The high incidence of obesity-related pathologies, led to the study of the mechanisms involved in preadipose cell proliferation and differentiation. Here, we demonstrate that modulation of erbB2, plays a fundamental role during proliferation and adipogenic induction of preadipocytes. Using 3T3-L1 cells as model, we demonstrate that EGF (10 nM, 5 min) in addition to stimulate receptor tyrosine phosphorylation of both erbB2 and EGFR, is able to induce the heterodimer erbB2-EGFR. We treated proliferating 3T3-L1 cells with two inhibitors, AG 825 (IC50 0.35 µM, 54 times more selective for erbB2 than for EGFR, IC50 19 µM), and AG 879 (IC50 of 1 µM for erbB2 versus 500 µM for EGFR). We found that both inhibited the proliferation on a dose-dependent basis, reaching a 30% maximal inhibition at 100 µM (P < 0.001) for AG825, and a 20% maximal inhibition at 10 µM (P < 0.001) for AG 879. These results involve erbB2 in 3T3-L1 proliferation.
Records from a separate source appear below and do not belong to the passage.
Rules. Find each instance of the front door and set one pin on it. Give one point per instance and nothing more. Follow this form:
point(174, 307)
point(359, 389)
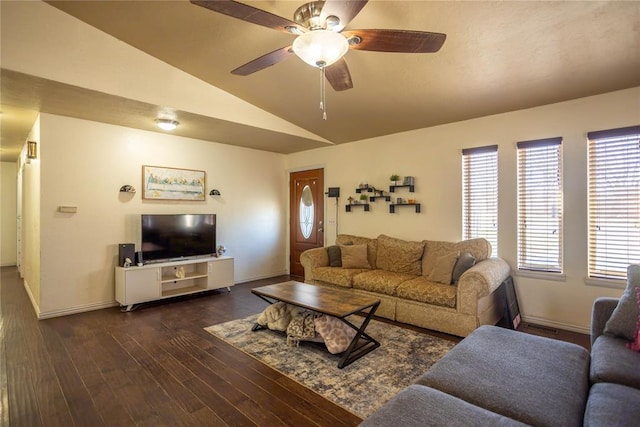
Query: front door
point(306, 227)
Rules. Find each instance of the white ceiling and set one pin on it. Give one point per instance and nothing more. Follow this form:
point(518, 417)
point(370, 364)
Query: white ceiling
point(498, 57)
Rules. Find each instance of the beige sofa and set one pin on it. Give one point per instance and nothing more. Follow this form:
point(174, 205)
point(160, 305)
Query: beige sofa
point(422, 283)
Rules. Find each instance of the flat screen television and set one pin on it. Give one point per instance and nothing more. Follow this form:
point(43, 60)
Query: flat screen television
point(167, 237)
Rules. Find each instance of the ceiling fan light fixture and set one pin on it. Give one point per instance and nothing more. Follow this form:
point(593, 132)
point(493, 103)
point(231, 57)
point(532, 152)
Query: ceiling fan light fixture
point(167, 124)
point(320, 48)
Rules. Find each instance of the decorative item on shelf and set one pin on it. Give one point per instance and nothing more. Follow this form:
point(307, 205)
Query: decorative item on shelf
point(32, 150)
point(220, 250)
point(127, 189)
point(180, 273)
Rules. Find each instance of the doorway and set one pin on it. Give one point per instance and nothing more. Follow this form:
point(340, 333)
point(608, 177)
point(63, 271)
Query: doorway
point(306, 225)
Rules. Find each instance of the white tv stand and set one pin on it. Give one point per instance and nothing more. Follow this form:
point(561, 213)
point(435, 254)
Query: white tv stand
point(151, 282)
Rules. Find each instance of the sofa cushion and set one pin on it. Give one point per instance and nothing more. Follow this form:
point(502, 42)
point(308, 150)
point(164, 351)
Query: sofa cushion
point(635, 345)
point(623, 321)
point(613, 362)
point(337, 275)
point(535, 380)
point(419, 406)
point(399, 256)
point(335, 256)
point(372, 245)
point(380, 281)
point(443, 268)
point(479, 248)
point(612, 405)
point(354, 256)
point(421, 289)
point(465, 261)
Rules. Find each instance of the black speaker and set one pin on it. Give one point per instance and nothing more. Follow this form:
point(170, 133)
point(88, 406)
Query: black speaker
point(334, 192)
point(125, 250)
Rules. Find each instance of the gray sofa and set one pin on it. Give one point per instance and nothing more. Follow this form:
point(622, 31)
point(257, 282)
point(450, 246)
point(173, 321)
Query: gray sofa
point(502, 377)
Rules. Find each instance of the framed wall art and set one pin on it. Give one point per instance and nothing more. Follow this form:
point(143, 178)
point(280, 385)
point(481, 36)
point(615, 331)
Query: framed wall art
point(162, 183)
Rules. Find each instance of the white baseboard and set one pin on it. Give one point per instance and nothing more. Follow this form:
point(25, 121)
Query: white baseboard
point(558, 325)
point(76, 309)
point(266, 276)
point(34, 303)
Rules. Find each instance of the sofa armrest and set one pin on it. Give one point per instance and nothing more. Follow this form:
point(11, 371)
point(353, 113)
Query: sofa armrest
point(601, 312)
point(312, 259)
point(479, 281)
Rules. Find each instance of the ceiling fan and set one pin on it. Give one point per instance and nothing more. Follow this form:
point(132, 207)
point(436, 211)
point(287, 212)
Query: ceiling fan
point(321, 41)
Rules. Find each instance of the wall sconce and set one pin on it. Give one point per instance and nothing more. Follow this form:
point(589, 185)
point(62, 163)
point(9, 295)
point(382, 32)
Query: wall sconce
point(32, 150)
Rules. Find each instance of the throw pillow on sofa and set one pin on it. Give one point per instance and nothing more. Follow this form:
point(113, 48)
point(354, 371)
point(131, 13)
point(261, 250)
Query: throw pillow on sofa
point(443, 269)
point(354, 256)
point(465, 261)
point(399, 256)
point(623, 321)
point(335, 256)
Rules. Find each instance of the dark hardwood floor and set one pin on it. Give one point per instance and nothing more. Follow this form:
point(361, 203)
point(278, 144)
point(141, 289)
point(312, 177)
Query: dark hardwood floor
point(155, 366)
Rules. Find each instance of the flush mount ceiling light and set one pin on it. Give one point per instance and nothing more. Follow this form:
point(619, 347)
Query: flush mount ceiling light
point(167, 124)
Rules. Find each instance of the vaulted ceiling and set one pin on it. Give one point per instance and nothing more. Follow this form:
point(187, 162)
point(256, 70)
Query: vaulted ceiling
point(499, 56)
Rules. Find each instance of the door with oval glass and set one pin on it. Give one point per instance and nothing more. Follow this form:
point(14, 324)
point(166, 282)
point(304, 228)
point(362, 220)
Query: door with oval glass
point(306, 226)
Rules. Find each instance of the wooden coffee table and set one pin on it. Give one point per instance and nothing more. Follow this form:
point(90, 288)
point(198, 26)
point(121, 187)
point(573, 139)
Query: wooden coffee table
point(329, 301)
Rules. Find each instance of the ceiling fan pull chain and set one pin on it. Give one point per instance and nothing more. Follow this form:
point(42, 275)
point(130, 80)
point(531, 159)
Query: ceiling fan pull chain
point(323, 101)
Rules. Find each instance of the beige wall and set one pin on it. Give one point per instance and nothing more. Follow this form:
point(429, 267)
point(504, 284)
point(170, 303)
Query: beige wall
point(433, 156)
point(40, 40)
point(84, 164)
point(29, 210)
point(8, 209)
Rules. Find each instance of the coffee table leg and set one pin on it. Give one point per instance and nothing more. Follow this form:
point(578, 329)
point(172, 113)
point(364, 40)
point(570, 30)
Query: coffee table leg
point(355, 352)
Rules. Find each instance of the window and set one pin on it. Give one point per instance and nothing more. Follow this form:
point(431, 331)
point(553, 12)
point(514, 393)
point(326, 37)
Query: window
point(614, 202)
point(480, 194)
point(540, 205)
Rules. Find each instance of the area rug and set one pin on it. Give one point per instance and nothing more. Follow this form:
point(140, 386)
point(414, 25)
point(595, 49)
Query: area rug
point(360, 387)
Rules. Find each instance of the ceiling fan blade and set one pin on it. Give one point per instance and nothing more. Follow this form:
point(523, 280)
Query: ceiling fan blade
point(338, 75)
point(345, 10)
point(249, 14)
point(264, 61)
point(406, 41)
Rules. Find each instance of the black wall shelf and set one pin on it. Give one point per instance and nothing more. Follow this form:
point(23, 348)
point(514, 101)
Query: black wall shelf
point(365, 205)
point(366, 189)
point(392, 207)
point(392, 188)
point(373, 198)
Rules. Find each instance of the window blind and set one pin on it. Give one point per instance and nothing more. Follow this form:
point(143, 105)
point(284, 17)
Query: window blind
point(480, 194)
point(614, 201)
point(540, 205)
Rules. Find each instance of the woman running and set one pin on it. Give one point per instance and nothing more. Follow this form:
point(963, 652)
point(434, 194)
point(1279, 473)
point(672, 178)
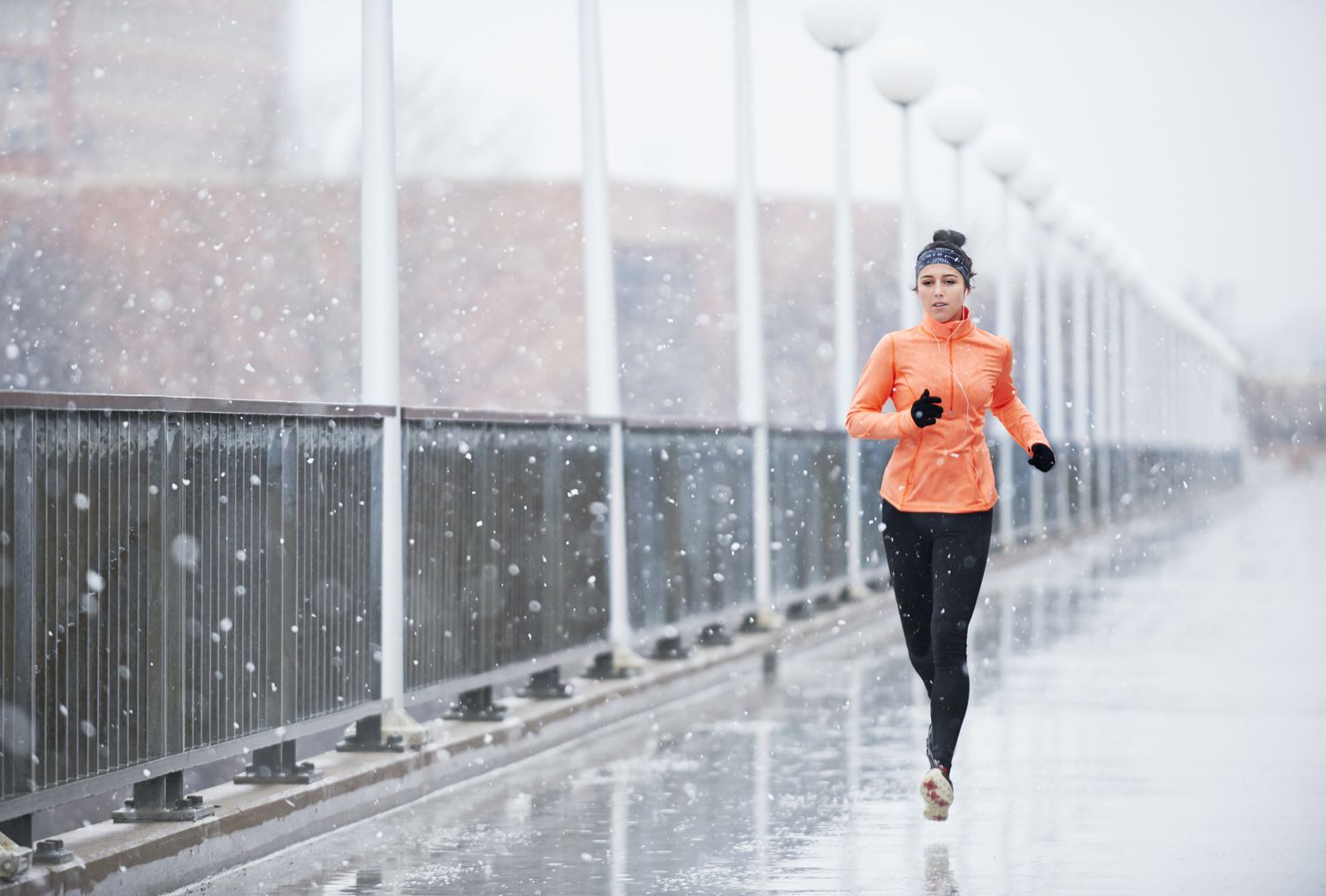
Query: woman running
point(939, 485)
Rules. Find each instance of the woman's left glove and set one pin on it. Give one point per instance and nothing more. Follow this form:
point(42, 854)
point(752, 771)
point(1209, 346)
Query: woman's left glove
point(1042, 458)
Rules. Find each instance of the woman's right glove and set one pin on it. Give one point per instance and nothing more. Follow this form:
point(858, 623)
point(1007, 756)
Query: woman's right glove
point(1042, 458)
point(927, 410)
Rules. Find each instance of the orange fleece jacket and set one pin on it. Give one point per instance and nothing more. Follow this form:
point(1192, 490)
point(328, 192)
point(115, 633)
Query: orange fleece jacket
point(946, 467)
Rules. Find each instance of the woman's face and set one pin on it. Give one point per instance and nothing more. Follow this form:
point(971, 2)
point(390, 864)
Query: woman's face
point(941, 292)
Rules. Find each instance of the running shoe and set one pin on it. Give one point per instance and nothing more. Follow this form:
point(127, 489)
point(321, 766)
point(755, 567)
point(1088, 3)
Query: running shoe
point(938, 793)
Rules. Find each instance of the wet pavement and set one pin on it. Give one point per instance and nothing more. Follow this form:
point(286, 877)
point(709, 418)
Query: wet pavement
point(1153, 724)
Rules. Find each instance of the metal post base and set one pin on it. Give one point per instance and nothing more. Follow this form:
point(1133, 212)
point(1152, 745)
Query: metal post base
point(366, 737)
point(476, 707)
point(848, 596)
point(546, 686)
point(760, 620)
point(801, 610)
point(276, 765)
point(617, 663)
point(162, 800)
point(715, 635)
point(52, 853)
point(15, 859)
point(671, 649)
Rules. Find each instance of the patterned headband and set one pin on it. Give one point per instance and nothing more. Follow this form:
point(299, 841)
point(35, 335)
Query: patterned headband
point(941, 254)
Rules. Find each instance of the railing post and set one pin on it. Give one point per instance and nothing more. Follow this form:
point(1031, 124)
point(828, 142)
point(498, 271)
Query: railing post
point(21, 744)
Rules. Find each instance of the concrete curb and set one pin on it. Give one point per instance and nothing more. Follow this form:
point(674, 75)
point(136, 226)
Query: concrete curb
point(255, 821)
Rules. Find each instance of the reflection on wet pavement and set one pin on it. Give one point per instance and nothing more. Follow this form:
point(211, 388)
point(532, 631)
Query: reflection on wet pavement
point(1148, 723)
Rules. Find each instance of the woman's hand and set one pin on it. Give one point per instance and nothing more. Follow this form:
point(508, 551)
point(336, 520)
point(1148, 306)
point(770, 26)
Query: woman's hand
point(1042, 458)
point(927, 410)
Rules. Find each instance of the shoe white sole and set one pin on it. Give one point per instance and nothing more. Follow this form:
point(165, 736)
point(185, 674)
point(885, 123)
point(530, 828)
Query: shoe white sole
point(938, 794)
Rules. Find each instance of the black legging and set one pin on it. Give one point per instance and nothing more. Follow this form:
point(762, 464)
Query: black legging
point(936, 562)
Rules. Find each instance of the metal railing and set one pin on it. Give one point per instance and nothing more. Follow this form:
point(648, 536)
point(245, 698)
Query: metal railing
point(506, 554)
point(178, 578)
point(690, 524)
point(809, 517)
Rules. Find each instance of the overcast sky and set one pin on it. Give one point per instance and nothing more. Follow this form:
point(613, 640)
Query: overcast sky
point(1195, 127)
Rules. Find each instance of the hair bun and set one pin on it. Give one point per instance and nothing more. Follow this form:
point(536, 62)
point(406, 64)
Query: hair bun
point(949, 236)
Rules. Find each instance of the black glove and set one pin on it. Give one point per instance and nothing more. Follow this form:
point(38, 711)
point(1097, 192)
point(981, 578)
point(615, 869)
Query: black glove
point(926, 411)
point(1042, 458)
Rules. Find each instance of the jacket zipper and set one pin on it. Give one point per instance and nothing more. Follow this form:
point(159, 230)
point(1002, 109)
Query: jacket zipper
point(971, 466)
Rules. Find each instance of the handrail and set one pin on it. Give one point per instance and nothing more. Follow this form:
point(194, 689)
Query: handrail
point(182, 405)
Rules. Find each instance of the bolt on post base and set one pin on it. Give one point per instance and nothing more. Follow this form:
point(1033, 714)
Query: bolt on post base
point(52, 853)
point(617, 663)
point(801, 610)
point(15, 859)
point(671, 647)
point(763, 619)
point(276, 765)
point(368, 736)
point(546, 686)
point(476, 707)
point(715, 635)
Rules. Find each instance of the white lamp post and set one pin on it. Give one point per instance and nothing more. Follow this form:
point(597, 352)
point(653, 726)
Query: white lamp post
point(903, 74)
point(841, 26)
point(1052, 214)
point(956, 116)
point(753, 408)
point(604, 386)
point(1032, 185)
point(1005, 153)
point(1102, 249)
point(1079, 230)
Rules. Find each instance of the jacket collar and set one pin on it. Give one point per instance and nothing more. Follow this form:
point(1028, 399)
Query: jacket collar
point(957, 328)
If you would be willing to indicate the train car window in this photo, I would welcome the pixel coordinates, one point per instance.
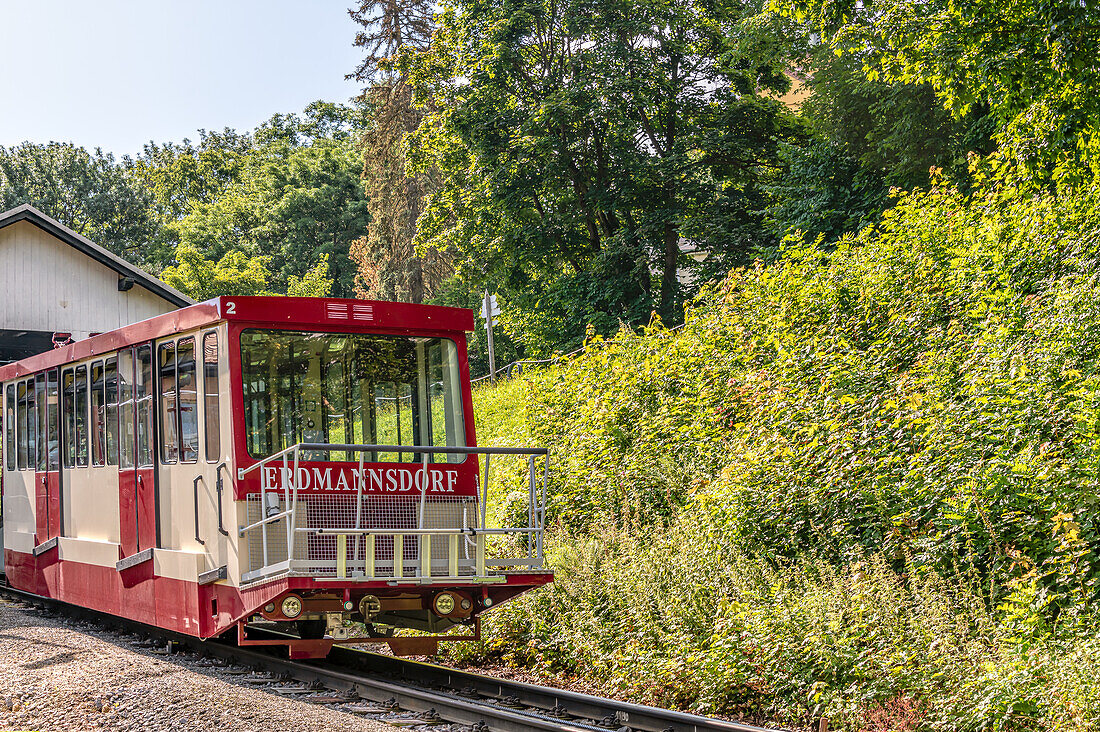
(21, 418)
(80, 407)
(127, 446)
(211, 394)
(40, 400)
(111, 426)
(143, 402)
(68, 416)
(169, 403)
(98, 415)
(53, 422)
(338, 427)
(187, 389)
(10, 427)
(350, 388)
(32, 426)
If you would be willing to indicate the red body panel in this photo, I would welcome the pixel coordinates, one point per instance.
(186, 607)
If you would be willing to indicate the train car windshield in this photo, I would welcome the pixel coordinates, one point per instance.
(351, 389)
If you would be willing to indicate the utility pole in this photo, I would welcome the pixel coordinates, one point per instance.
(487, 307)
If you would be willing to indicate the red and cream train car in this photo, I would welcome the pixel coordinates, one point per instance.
(300, 461)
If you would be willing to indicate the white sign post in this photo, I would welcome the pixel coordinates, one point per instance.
(490, 310)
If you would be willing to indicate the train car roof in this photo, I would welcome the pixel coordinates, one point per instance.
(301, 313)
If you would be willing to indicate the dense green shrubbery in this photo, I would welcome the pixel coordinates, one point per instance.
(860, 482)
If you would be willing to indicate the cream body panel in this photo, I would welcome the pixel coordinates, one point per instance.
(54, 287)
(90, 503)
(186, 566)
(18, 541)
(18, 502)
(102, 554)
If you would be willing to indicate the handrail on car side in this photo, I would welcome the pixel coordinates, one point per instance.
(331, 447)
(271, 513)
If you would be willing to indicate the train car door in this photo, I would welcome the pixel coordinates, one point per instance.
(47, 479)
(136, 490)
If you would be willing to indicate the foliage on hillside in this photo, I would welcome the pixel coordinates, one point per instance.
(860, 482)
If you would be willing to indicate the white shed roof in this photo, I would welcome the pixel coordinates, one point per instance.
(31, 215)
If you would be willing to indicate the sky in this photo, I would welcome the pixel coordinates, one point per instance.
(116, 74)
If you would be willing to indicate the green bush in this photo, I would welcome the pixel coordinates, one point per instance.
(860, 482)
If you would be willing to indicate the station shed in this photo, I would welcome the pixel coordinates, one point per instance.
(59, 285)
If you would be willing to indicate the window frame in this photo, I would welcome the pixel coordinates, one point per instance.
(420, 423)
(216, 412)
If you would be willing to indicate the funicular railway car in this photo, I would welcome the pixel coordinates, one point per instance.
(274, 462)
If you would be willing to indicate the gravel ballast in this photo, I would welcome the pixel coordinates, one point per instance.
(57, 673)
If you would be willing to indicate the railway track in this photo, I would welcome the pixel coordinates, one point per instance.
(378, 685)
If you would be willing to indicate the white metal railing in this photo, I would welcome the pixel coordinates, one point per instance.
(463, 549)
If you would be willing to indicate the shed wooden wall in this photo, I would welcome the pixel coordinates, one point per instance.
(51, 286)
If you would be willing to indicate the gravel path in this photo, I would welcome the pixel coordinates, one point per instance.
(62, 674)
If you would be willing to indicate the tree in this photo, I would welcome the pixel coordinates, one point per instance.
(287, 195)
(90, 193)
(582, 144)
(202, 277)
(1031, 64)
(868, 137)
(388, 263)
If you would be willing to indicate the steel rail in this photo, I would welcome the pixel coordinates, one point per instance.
(465, 698)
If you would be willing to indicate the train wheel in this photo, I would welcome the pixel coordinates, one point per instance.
(311, 630)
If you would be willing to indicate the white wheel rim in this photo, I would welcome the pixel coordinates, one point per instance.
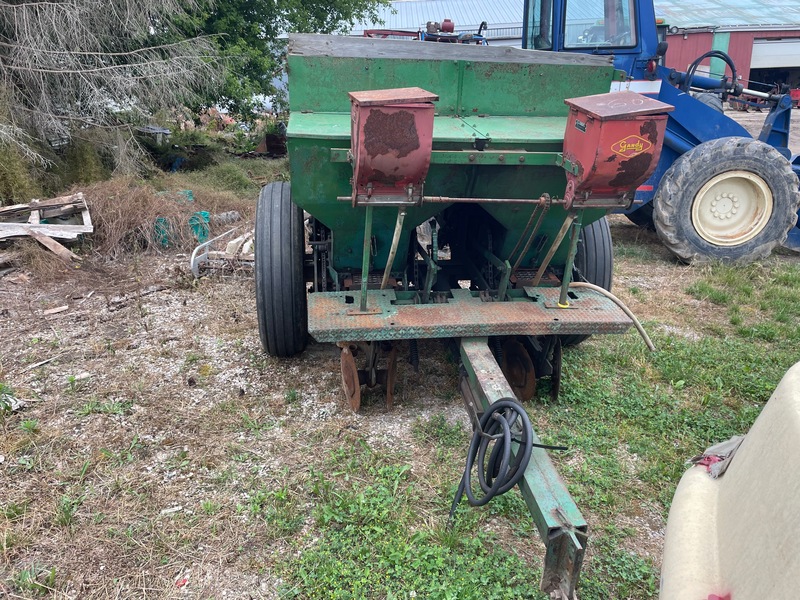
(732, 208)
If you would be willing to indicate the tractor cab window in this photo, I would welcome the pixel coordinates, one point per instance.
(599, 24)
(539, 25)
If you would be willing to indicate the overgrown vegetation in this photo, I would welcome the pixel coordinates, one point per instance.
(190, 454)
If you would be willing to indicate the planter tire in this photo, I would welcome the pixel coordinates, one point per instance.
(643, 217)
(280, 288)
(594, 262)
(732, 200)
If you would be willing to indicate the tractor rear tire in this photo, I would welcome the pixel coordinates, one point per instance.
(280, 288)
(732, 200)
(594, 263)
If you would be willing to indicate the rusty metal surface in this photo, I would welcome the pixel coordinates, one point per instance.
(391, 147)
(615, 143)
(618, 105)
(329, 319)
(392, 96)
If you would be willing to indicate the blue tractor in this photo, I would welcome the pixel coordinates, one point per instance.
(717, 193)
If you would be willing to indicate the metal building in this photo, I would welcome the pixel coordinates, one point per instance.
(762, 37)
(503, 17)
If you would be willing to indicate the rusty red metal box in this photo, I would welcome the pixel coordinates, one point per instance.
(391, 142)
(615, 141)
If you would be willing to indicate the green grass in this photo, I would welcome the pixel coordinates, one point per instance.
(630, 419)
(36, 580)
(370, 541)
(107, 407)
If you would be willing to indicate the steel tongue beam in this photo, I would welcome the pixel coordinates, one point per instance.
(561, 526)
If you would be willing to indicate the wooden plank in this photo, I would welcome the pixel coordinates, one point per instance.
(53, 246)
(64, 232)
(76, 199)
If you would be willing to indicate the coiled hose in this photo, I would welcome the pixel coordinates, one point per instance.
(497, 475)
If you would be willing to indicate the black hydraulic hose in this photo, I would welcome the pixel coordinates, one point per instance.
(497, 475)
(710, 54)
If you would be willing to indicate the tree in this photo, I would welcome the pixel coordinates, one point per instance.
(249, 34)
(69, 64)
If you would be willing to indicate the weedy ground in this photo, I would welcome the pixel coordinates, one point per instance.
(161, 454)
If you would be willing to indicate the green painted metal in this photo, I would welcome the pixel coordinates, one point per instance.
(365, 255)
(561, 526)
(509, 108)
(563, 299)
(486, 157)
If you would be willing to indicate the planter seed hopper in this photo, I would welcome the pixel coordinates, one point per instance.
(453, 192)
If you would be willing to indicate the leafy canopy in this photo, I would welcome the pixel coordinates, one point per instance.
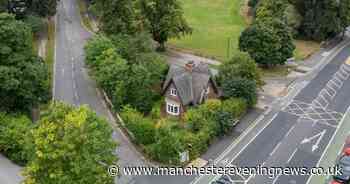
(72, 145)
(23, 76)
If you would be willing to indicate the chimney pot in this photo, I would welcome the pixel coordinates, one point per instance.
(190, 65)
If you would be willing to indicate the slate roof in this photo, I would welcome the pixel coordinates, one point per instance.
(189, 84)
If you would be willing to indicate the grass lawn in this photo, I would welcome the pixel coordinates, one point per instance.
(216, 24)
(305, 49)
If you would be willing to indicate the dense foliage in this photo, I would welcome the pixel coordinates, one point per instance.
(14, 137)
(268, 41)
(162, 19)
(24, 76)
(165, 138)
(165, 19)
(240, 88)
(309, 19)
(240, 65)
(43, 8)
(131, 77)
(117, 16)
(74, 138)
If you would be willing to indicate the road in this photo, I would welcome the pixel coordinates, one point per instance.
(296, 132)
(72, 83)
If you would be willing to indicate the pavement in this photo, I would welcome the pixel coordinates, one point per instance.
(72, 83)
(298, 128)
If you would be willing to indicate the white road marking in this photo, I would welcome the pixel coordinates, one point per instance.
(290, 130)
(276, 178)
(275, 149)
(330, 141)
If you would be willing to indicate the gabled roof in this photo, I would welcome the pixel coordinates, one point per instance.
(190, 84)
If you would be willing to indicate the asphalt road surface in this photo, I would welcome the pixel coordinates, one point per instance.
(72, 83)
(299, 131)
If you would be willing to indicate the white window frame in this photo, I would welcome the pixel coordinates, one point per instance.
(173, 92)
(173, 109)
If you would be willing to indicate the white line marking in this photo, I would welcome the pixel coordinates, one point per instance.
(55, 63)
(290, 130)
(329, 143)
(275, 149)
(274, 181)
(335, 84)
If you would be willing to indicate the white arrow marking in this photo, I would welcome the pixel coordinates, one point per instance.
(316, 145)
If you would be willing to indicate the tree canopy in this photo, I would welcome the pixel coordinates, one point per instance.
(268, 41)
(24, 76)
(240, 65)
(72, 145)
(165, 19)
(117, 16)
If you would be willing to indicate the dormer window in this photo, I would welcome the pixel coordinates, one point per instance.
(173, 92)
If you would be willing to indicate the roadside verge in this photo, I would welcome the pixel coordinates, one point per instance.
(334, 148)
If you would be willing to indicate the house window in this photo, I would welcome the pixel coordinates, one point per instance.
(173, 92)
(173, 109)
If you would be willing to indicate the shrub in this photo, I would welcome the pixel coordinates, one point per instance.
(235, 106)
(167, 148)
(95, 47)
(241, 88)
(14, 139)
(142, 128)
(130, 47)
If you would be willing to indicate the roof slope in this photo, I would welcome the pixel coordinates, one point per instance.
(190, 84)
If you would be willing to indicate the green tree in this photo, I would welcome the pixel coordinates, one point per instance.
(165, 18)
(240, 88)
(268, 41)
(45, 8)
(72, 145)
(344, 13)
(24, 77)
(95, 48)
(143, 129)
(14, 130)
(117, 16)
(271, 9)
(324, 19)
(3, 6)
(240, 65)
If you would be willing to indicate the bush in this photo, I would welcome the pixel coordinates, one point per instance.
(235, 106)
(253, 3)
(14, 139)
(130, 47)
(142, 128)
(241, 88)
(167, 148)
(240, 65)
(95, 47)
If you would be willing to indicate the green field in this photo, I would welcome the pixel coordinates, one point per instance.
(216, 24)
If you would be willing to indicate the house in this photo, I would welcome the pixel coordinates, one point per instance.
(188, 86)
When studying the differentiation process, we found that the action of MIX-Dexa immediately activates MEK, JNK and p38 kinases. We observed that PD98059 and SP600125 (MEK-ERK and JNK inhibitors, respectively) added 1 h prior to the MIX-Dexa induction produced a decrease in erbB2 expression after 6 h, which is even greater than the one produced by the inducers, MIX-Dexa. This work supports erbB2 as a key factor in 3T3-L1 adipogenesis, acting mostly and not only during the proliferative phase but also during the differentiation through modulation of both its expression and activity. J. Cell. Biochem. © 2007 Wiley-Liss, Inc.